Dawn that gives to my nights

a radiance, reddened and white.

Mouth inhabited by mouths:

bird filled with birds.

Song that flaps its wings

upwards and downwards.

Death reduced to kisses,

dying slowly to thirst,

you give the blood-stained grass

two great beats of your wing.

The upper lip is the sky,

and the earth is the lower lip.

Kiss that wheels in the darkness:

kiss that comes rolling

from the first cemetery

to the last stars.

Star that holds your mouth

dumb and enclosed,

until a celestial dew comes

to quiver your eyelids.

Kiss that moves to a future

of young girls and boys,

who won’t leave the streets

or the fields empty.

How many mouth-less mouths

already buried we disinter!

I drink from your mouth to them,

toast them from your mouth,

as many as fell: over the wine

in their loving glasses.

They are memories, memories,

kisses distant and bitter.

I sink my life in your mouth,

I hear the murmurs of space,

and infinity seems

to have emptied itself over me.

I have to return to kiss you,

I have to return. I sink: I fall,

descending among the centuries,

towards the deep ravines,

like a feverish snowfall

of kisses and lovers.

Mouth that unearthed

the clearest dawn,

with your tongue. Three words,

you’ve inherited, three fires:

Life, Death, Love. There they remain

written on your lips.


‘The Wild-Broom Crowned with Bay, Myrtle, Rose’

(LXX: From ‘Cancionero Y Romancero De Ausencias’)

The wild-broom crowned with bay, myrtle, rose,

is the hero among us who faces the debris.

To free each thing without flight, from dust,

below, since it was palm tree and blue, of the sky.

Its sword’s ardour young and joyful’s unresting.

Thin with fear, purity, sunlight, courage,

the white lily that sweeps across the same grave,

is taller each time, is hotter, is purer.

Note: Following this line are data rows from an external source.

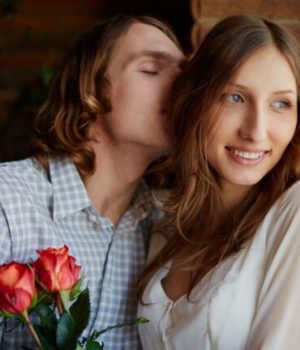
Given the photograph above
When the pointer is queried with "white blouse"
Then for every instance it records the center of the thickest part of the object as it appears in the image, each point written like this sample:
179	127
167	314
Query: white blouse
249	301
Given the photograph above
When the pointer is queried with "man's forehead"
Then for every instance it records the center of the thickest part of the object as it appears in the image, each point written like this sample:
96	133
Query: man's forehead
156	54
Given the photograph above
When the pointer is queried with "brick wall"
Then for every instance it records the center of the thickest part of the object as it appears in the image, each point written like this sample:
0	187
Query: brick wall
207	12
33	39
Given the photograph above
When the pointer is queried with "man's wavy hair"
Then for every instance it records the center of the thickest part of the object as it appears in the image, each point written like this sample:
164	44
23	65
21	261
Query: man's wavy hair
78	93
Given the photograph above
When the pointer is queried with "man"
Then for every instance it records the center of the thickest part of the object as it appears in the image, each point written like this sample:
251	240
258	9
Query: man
100	128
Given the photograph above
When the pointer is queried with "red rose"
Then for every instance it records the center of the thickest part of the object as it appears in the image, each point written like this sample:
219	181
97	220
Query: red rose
17	287
56	270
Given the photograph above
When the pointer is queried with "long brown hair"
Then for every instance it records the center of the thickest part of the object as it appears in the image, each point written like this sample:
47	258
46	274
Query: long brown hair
198	235
78	93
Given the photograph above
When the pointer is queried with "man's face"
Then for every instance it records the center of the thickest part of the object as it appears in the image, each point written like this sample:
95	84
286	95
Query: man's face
141	71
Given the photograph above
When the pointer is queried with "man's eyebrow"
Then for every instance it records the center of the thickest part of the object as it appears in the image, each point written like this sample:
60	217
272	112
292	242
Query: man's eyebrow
159	55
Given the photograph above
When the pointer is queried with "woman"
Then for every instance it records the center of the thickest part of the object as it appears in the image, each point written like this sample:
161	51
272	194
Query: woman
226	272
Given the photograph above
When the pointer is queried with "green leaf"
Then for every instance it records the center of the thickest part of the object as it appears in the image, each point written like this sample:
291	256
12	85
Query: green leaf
80	312
46	338
65	298
65	333
94	345
47	316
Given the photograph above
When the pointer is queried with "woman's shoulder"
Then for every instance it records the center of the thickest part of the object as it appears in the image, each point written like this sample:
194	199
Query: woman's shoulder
282	223
291	196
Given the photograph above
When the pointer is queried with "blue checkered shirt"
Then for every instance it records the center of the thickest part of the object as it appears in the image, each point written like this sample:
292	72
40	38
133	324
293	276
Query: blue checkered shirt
40	209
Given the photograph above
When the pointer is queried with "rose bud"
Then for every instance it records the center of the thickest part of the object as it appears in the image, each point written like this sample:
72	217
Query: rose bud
17	288
56	270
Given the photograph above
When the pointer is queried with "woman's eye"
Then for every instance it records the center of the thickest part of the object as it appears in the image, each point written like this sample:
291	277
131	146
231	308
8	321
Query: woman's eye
151	72
281	104
235	98
232	98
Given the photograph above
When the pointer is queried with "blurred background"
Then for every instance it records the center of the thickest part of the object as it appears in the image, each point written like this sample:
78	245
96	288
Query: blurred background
35	34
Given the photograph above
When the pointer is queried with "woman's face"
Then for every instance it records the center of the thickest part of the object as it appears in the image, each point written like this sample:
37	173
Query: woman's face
256	117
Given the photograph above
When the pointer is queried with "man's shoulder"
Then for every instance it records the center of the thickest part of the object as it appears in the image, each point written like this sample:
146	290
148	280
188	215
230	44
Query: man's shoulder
22	176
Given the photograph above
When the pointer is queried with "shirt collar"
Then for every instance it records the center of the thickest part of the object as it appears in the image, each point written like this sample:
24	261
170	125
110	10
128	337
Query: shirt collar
69	193
142	202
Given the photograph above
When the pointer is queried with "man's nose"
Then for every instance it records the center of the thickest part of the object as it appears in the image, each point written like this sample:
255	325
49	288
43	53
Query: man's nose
254	126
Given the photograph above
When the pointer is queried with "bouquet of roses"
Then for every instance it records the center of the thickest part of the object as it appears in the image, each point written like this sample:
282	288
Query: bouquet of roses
51	287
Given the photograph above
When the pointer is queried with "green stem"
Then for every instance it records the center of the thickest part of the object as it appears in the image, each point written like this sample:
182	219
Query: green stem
58	303
31	329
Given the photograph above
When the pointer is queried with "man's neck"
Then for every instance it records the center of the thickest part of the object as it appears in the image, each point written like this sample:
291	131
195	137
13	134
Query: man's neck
118	173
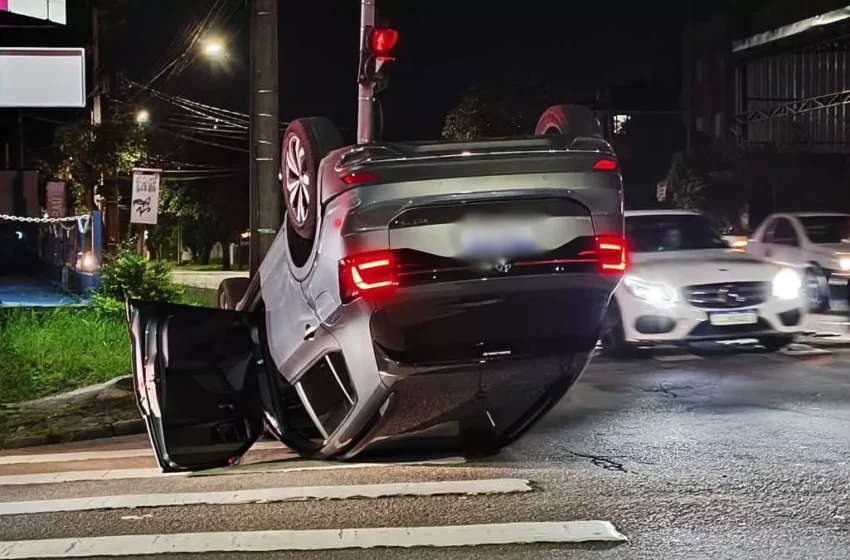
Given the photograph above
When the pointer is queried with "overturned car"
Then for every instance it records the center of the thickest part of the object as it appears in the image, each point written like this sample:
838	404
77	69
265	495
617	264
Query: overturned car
438	296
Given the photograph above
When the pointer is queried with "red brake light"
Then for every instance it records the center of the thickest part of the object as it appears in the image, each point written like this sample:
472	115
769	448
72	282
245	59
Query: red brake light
359	177
612	254
383	41
367	274
605	165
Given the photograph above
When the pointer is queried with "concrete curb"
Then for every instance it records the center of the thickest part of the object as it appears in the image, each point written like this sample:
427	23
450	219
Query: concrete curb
116	429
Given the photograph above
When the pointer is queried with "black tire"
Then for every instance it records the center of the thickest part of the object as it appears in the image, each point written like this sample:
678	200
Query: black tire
613	336
817	289
231	291
305	143
575	121
776	343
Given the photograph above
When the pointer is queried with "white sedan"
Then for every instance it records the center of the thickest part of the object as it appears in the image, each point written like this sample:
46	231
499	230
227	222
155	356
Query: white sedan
685	284
817	243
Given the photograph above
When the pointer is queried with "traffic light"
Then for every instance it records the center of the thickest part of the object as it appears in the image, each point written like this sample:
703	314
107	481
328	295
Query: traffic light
378	46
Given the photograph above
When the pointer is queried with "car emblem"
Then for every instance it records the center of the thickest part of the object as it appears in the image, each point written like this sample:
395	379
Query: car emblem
503	267
727	296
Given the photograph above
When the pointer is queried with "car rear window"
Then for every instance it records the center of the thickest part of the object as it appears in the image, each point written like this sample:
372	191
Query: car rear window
826	229
671	232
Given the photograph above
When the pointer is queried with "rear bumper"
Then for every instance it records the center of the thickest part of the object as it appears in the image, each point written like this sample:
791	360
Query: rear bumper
471	406
510	317
438	363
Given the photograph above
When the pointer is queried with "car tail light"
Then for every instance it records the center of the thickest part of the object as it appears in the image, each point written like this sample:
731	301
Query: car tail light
612	254
605	165
371	274
359	177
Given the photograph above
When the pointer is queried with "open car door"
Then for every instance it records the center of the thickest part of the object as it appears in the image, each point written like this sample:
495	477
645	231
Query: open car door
196	383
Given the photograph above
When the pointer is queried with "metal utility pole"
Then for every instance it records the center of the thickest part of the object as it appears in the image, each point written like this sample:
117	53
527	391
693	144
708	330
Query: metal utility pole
366	91
266	196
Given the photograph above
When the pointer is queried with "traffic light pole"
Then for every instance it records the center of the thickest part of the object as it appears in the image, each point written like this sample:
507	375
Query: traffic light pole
265	188
366	91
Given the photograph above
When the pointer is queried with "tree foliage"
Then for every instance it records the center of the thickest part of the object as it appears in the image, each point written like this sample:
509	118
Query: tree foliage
88	155
509	107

Never! The wild-broom will never be crucified,

because youth recreates its skeleton,

which is a lone flute, dumb but sonorous.

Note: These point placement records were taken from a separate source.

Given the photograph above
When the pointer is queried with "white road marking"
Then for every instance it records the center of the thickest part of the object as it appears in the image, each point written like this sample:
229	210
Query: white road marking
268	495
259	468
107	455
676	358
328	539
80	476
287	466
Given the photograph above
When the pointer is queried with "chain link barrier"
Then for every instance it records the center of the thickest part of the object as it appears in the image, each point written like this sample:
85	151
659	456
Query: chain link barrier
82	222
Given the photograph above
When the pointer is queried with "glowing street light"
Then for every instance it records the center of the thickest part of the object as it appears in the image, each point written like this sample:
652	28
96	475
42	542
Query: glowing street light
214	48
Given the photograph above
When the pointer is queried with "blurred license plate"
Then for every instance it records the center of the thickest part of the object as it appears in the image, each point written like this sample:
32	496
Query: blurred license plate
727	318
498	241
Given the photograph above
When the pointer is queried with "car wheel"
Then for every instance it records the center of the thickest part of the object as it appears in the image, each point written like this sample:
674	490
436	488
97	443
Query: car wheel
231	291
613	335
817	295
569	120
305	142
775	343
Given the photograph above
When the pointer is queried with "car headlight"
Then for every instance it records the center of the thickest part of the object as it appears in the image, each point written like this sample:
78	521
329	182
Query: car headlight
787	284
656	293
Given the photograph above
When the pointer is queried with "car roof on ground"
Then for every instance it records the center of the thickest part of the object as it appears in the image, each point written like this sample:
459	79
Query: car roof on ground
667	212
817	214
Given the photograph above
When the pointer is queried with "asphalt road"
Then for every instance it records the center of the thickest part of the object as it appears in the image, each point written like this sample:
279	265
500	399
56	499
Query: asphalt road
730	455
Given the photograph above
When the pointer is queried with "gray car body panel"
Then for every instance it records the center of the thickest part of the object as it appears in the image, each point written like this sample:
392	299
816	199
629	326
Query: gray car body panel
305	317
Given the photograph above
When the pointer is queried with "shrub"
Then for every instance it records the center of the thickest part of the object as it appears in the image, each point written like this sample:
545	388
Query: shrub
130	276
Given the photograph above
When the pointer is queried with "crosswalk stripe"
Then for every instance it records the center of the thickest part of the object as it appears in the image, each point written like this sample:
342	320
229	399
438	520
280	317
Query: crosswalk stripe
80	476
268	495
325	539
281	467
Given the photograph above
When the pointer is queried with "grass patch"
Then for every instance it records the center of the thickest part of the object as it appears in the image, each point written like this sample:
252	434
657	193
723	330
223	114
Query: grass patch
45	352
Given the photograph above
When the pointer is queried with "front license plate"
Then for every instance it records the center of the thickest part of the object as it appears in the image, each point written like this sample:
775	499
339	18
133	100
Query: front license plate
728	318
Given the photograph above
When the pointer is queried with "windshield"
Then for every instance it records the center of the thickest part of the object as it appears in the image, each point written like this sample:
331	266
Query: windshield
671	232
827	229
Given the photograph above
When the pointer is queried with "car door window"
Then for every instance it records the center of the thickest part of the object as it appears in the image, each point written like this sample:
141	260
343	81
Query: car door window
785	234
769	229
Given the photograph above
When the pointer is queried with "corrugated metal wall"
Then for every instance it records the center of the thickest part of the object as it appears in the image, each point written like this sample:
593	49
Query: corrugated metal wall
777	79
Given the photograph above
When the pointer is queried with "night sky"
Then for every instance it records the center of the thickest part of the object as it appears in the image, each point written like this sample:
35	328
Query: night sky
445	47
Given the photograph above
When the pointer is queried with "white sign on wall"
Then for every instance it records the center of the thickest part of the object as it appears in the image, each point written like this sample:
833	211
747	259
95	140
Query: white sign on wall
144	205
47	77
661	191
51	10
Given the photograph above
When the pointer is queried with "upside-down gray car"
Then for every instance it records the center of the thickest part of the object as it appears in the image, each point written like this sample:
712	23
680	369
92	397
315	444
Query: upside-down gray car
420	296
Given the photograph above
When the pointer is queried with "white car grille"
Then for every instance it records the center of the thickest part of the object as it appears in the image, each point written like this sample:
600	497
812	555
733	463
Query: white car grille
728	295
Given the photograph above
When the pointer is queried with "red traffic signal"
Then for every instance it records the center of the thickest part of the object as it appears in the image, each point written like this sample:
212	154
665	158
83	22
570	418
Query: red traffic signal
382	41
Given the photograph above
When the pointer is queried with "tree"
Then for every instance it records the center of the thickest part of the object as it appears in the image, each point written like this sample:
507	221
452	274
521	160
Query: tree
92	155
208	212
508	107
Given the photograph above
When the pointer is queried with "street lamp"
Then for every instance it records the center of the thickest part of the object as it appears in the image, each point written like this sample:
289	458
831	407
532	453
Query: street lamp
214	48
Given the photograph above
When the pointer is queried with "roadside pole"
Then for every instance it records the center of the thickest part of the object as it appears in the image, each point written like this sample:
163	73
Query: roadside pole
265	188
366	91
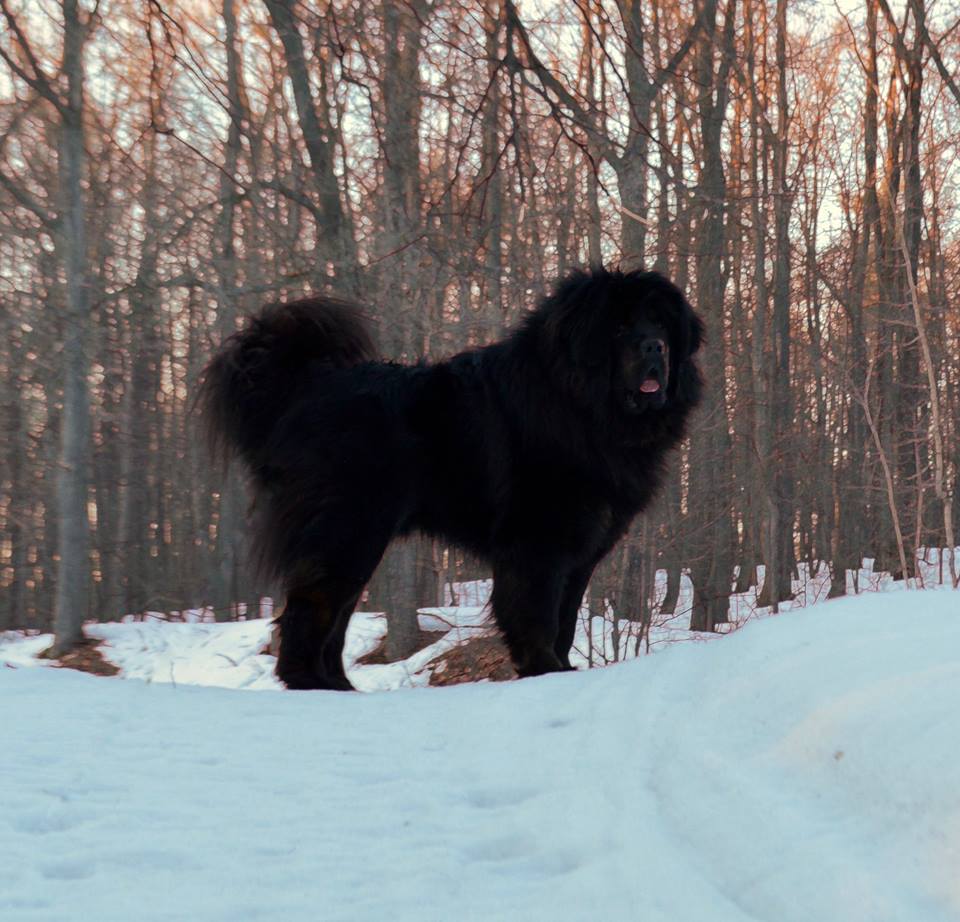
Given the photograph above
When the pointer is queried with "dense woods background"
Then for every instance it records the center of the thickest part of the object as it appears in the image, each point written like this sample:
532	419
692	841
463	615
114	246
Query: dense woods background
168	165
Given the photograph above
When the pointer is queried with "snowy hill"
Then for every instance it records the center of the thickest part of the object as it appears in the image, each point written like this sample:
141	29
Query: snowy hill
806	767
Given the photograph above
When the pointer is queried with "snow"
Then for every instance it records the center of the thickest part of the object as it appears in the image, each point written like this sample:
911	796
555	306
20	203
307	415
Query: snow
803	767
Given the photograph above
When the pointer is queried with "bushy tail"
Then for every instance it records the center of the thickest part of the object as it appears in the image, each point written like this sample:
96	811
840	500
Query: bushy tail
251	379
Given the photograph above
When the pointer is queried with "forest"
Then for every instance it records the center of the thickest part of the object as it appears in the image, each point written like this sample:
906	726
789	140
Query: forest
167	166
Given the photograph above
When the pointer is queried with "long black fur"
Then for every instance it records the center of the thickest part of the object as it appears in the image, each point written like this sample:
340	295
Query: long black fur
535	453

It is a lone tongue, sublime and harmonious.

And before its quick breath the still dust flies,

and a palm tree, a pillar, climbs towards dawn.


Flight

(CXXXV: From ‘Cancionero Y Romancero De Ausencias’)

Only he who loves, flies. But who loves enough

to be like the slightest and most fugitive bird?

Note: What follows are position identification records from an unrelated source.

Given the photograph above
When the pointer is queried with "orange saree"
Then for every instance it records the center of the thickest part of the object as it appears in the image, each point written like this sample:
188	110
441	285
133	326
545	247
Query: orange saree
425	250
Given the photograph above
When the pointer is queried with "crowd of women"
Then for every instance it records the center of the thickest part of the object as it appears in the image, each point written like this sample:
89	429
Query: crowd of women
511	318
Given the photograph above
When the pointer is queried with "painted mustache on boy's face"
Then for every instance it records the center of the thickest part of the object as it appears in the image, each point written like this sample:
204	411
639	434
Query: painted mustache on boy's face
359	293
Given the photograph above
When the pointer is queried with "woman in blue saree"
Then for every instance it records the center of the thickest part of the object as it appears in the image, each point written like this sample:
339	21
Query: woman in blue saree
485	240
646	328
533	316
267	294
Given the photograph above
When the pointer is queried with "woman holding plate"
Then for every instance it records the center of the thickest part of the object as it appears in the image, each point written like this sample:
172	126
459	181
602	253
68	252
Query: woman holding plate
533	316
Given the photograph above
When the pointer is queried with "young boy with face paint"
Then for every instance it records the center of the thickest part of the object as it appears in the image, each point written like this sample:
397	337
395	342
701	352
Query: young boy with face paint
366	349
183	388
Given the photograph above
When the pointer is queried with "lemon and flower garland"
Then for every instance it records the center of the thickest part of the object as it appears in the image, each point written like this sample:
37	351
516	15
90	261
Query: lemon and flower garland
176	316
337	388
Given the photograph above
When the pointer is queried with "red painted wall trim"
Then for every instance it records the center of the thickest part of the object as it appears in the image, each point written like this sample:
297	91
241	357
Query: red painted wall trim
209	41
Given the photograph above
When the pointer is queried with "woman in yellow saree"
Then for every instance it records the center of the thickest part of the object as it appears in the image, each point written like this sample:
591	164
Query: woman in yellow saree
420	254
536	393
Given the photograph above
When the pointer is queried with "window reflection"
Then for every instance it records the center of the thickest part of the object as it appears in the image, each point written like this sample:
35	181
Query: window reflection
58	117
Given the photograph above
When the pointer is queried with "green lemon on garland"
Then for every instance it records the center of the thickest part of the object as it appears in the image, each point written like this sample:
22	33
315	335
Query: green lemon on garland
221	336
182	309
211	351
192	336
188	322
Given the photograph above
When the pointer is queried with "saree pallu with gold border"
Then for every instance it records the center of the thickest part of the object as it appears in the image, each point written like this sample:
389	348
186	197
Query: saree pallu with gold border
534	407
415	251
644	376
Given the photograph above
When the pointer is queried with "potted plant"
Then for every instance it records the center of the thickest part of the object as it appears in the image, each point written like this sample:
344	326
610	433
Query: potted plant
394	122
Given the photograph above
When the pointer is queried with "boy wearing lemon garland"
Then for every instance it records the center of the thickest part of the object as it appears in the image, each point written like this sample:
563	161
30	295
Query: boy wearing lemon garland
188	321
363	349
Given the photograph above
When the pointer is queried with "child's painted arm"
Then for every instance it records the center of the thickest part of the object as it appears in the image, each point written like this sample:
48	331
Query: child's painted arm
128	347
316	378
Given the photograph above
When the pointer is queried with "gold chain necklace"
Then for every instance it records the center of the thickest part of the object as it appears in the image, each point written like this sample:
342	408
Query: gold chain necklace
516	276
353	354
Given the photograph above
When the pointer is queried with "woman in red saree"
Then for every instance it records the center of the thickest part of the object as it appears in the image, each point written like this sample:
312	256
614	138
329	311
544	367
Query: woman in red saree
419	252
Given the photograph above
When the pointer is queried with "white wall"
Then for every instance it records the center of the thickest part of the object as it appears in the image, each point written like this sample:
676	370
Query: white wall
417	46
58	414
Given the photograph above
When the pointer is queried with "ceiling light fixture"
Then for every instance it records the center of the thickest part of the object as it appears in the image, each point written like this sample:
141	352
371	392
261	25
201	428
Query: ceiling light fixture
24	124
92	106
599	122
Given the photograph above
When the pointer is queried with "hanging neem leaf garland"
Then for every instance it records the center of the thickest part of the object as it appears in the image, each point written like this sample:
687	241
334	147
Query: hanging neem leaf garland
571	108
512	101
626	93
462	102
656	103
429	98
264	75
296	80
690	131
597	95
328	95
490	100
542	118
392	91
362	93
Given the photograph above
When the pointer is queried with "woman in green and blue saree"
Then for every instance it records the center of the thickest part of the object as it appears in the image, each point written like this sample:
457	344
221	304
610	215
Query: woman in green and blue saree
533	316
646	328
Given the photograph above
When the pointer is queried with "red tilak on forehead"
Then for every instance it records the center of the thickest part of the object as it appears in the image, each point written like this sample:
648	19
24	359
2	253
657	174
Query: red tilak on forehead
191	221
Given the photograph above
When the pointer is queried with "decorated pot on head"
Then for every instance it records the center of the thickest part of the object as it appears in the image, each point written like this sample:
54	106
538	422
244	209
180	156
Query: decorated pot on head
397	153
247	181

It goes eastwards sinking, commanding hatred, all that

might have wanted to rise again, direct and alive.

To love... But who loves? To fly... But who flies?

I will conquer the blue, eager for plumage,

but love, always beneath, is saddened

at not finding the wings that sure courage gives.

An ardent being, clear of desires, winged,

wanted to ascend, to have freedom in which to nest.

He wanted to forget that men move away in chains.

Where they lacked feathers put valour and oblivion.

Sometimes he flew so high, that the sky shone

over his skin, under his skin, the bird.

Being, you who were once confused with a lark,

others, like weights of hail, brought you down.

You know already the lives of the rest are flagstones

to cover you: prisons to swallow what’s yours.

It passes, life, among bodies, behind bars of beauty.

Through the bars, the blood flows free.

Sad instrument happy to be worn: urgent

tube for desiring and breathing fire.

Sword devoured by constant use.

Body in whose closed horizon I unfold.

You will not fly. You cannot fly, body that wanders

through these corridors where the air is my knot.

No matter how hard you struggle in ascending, you are wrecked.

You will not cry out. The field is what follows, deserted and mute.

The arms do not flutter. Perhaps they are tail-feathers

that the heart wanted to launch into the firmament.

The blood is saddened at fighting on alone.

The eyes turn saddened from knowledge of evil.

Each city, sleeping, waking crazy, exhales

the silence of prison, of sleep that burns and rains down,

like a hoarse insect having no power to take wing.

The man lies down. The sky lifts itself. The air moves.